Scientific classification
- Kingdom: Animalia
- Phylum: Chordata
- Class: Aves
- Order: Passeriformes
- Family: Turdidae
- Genus: Turdus
- Species: T. hortulorum
- Binomial name: Turdus hortulorum Sclater, PL, 1863

= Grey-backed thrush =

- Genus: Turdus
- Species: hortulorum
- Authority: Sclater, PL, 1863
- Conservation status: LC

Species of bird

The grey-backed thrush (Turdus hortulorum) is a species of bird in the family Turdidae. It breeds in northeastern China and the Russian Far East and winters in southern China and northern Vietnam. Its natural habitat is temperate forests. A captive bred pair laid five eggs, which hatched 14 days after the first egg was laid. The young left the nest 12 days later.

== Description ==
The grey-backed thrush is a medium-sized Passerine.
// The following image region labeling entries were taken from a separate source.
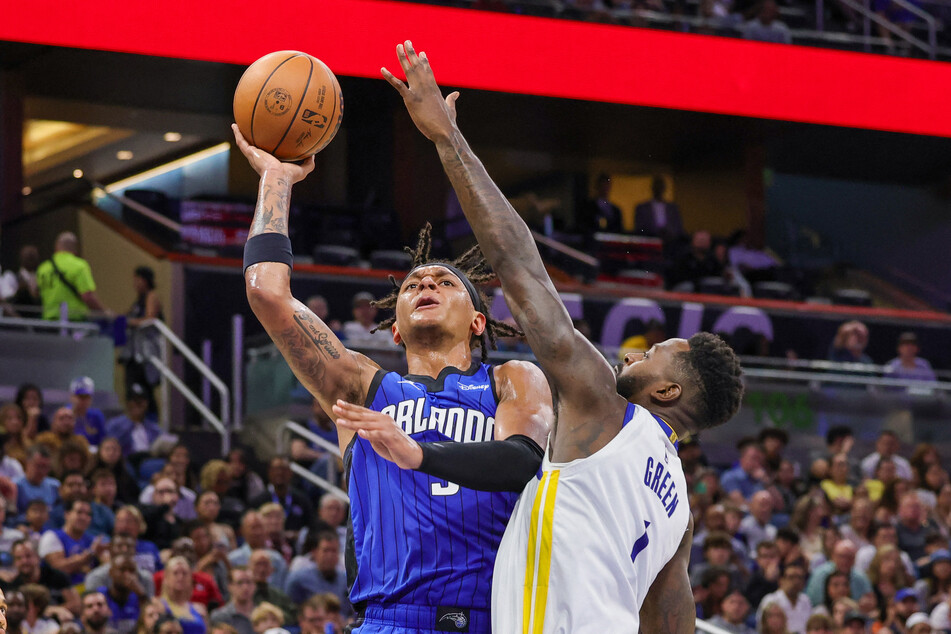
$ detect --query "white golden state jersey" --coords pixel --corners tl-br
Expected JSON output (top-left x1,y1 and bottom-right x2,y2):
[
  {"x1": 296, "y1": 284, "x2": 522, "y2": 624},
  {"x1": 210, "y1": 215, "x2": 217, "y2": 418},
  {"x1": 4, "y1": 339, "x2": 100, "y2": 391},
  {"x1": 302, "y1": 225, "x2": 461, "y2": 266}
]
[{"x1": 492, "y1": 404, "x2": 690, "y2": 634}]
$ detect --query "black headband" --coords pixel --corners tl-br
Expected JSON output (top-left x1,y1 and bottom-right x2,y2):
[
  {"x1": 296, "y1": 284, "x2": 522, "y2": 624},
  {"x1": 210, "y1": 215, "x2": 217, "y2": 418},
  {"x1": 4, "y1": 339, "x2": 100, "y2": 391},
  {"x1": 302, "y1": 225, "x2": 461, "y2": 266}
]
[{"x1": 400, "y1": 262, "x2": 486, "y2": 315}]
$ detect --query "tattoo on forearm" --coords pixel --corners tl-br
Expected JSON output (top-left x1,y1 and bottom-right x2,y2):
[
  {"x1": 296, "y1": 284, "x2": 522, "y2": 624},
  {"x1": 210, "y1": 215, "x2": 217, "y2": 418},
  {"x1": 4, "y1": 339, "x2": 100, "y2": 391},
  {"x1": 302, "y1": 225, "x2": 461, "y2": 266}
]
[
  {"x1": 251, "y1": 176, "x2": 291, "y2": 236},
  {"x1": 294, "y1": 314, "x2": 340, "y2": 359}
]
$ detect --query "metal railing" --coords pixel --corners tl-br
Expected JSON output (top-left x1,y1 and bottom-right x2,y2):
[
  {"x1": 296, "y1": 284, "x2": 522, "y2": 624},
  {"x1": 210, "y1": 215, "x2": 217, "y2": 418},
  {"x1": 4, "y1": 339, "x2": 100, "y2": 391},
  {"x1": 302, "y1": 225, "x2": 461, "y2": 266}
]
[
  {"x1": 139, "y1": 319, "x2": 231, "y2": 455},
  {"x1": 277, "y1": 420, "x2": 350, "y2": 504}
]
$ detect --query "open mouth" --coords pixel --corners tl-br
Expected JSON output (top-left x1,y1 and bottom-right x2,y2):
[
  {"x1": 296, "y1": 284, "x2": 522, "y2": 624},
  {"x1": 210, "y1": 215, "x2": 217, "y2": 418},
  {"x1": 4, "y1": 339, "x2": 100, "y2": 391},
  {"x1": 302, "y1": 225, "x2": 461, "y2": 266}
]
[{"x1": 416, "y1": 297, "x2": 439, "y2": 310}]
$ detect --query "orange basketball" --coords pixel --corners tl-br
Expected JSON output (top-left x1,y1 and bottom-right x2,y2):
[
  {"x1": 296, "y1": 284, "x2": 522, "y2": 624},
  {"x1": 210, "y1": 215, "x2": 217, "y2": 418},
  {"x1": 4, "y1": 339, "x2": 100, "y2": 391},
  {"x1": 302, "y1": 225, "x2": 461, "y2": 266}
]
[{"x1": 234, "y1": 51, "x2": 343, "y2": 161}]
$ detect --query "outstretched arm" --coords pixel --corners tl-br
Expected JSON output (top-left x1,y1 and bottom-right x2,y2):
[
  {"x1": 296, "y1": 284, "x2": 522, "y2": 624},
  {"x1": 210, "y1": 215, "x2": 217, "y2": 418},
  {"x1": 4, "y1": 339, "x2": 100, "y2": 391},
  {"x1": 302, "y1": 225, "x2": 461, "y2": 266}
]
[
  {"x1": 383, "y1": 42, "x2": 626, "y2": 460},
  {"x1": 640, "y1": 516, "x2": 697, "y2": 634},
  {"x1": 232, "y1": 125, "x2": 379, "y2": 452}
]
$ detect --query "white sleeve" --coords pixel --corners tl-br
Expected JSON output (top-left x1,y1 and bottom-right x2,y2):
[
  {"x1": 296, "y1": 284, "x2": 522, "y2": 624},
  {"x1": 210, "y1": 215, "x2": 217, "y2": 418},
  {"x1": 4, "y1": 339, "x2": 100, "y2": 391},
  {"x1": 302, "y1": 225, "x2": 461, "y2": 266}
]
[{"x1": 36, "y1": 531, "x2": 66, "y2": 559}]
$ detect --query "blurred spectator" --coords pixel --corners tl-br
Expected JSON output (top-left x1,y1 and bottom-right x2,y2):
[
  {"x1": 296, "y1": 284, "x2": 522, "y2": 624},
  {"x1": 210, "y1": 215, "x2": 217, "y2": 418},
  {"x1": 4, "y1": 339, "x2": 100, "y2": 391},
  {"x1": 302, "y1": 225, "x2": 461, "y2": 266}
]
[
  {"x1": 50, "y1": 471, "x2": 116, "y2": 537},
  {"x1": 228, "y1": 447, "x2": 265, "y2": 500},
  {"x1": 96, "y1": 555, "x2": 148, "y2": 634},
  {"x1": 806, "y1": 539, "x2": 872, "y2": 614},
  {"x1": 79, "y1": 590, "x2": 115, "y2": 634},
  {"x1": 756, "y1": 564, "x2": 812, "y2": 632},
  {"x1": 155, "y1": 556, "x2": 208, "y2": 634},
  {"x1": 710, "y1": 590, "x2": 755, "y2": 634},
  {"x1": 142, "y1": 477, "x2": 182, "y2": 549},
  {"x1": 741, "y1": 0, "x2": 792, "y2": 44},
  {"x1": 251, "y1": 601, "x2": 284, "y2": 634},
  {"x1": 885, "y1": 332, "x2": 937, "y2": 381},
  {"x1": 757, "y1": 603, "x2": 789, "y2": 634},
  {"x1": 0, "y1": 403, "x2": 29, "y2": 466},
  {"x1": 840, "y1": 498, "x2": 875, "y2": 550},
  {"x1": 720, "y1": 442, "x2": 766, "y2": 505},
  {"x1": 125, "y1": 266, "x2": 165, "y2": 402},
  {"x1": 36, "y1": 231, "x2": 108, "y2": 321},
  {"x1": 805, "y1": 614, "x2": 836, "y2": 634},
  {"x1": 152, "y1": 537, "x2": 225, "y2": 610},
  {"x1": 20, "y1": 583, "x2": 59, "y2": 634},
  {"x1": 862, "y1": 429, "x2": 915, "y2": 480},
  {"x1": 69, "y1": 376, "x2": 106, "y2": 447},
  {"x1": 304, "y1": 295, "x2": 341, "y2": 330},
  {"x1": 195, "y1": 459, "x2": 246, "y2": 525},
  {"x1": 139, "y1": 462, "x2": 198, "y2": 521},
  {"x1": 195, "y1": 491, "x2": 238, "y2": 552},
  {"x1": 740, "y1": 491, "x2": 776, "y2": 556},
  {"x1": 298, "y1": 593, "x2": 344, "y2": 634},
  {"x1": 743, "y1": 541, "x2": 780, "y2": 606},
  {"x1": 667, "y1": 231, "x2": 723, "y2": 292},
  {"x1": 4, "y1": 590, "x2": 26, "y2": 634},
  {"x1": 258, "y1": 502, "x2": 296, "y2": 562},
  {"x1": 582, "y1": 172, "x2": 624, "y2": 234},
  {"x1": 183, "y1": 520, "x2": 228, "y2": 600},
  {"x1": 868, "y1": 544, "x2": 914, "y2": 620},
  {"x1": 342, "y1": 291, "x2": 396, "y2": 346},
  {"x1": 0, "y1": 502, "x2": 24, "y2": 572},
  {"x1": 820, "y1": 454, "x2": 853, "y2": 515},
  {"x1": 89, "y1": 469, "x2": 120, "y2": 522},
  {"x1": 0, "y1": 539, "x2": 79, "y2": 612},
  {"x1": 634, "y1": 174, "x2": 684, "y2": 244},
  {"x1": 287, "y1": 531, "x2": 352, "y2": 616},
  {"x1": 37, "y1": 499, "x2": 109, "y2": 585},
  {"x1": 113, "y1": 505, "x2": 162, "y2": 575},
  {"x1": 83, "y1": 533, "x2": 155, "y2": 597},
  {"x1": 895, "y1": 492, "x2": 937, "y2": 565},
  {"x1": 248, "y1": 456, "x2": 314, "y2": 539},
  {"x1": 90, "y1": 437, "x2": 139, "y2": 504},
  {"x1": 248, "y1": 550, "x2": 297, "y2": 623},
  {"x1": 228, "y1": 510, "x2": 287, "y2": 588},
  {"x1": 14, "y1": 444, "x2": 59, "y2": 520},
  {"x1": 135, "y1": 598, "x2": 163, "y2": 634},
  {"x1": 209, "y1": 566, "x2": 253, "y2": 634},
  {"x1": 106, "y1": 383, "x2": 162, "y2": 456},
  {"x1": 16, "y1": 383, "x2": 50, "y2": 442},
  {"x1": 35, "y1": 407, "x2": 89, "y2": 454},
  {"x1": 829, "y1": 320, "x2": 872, "y2": 363}
]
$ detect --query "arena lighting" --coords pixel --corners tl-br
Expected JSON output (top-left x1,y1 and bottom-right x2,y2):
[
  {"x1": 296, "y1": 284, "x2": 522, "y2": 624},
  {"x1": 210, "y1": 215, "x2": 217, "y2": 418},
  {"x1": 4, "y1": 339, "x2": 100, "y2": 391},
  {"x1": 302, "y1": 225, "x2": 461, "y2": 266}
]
[
  {"x1": 0, "y1": 0, "x2": 951, "y2": 137},
  {"x1": 106, "y1": 143, "x2": 231, "y2": 194}
]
It is a sexually-dimorphic species, with males having a slate grey back and chest and white chin and belly, with rufous flanks. Females have grey or brown backs, with dark spots on the chest and similar plumage to males on the belly and flanks.

These birds are 20-23 cm long, and weigh a mean 66.7 g (range: 61-69 g).

== Habitat ==
The grey-backed thrush primarily nests and forages in deciduous or evergreen forests with rolling terrain, rarely venturing above 1100 m in elevation. They eat both fruit and insects.

== Conservation ==
The grey-backed thrush is currently listed as a species of Least Concern by the IUCN.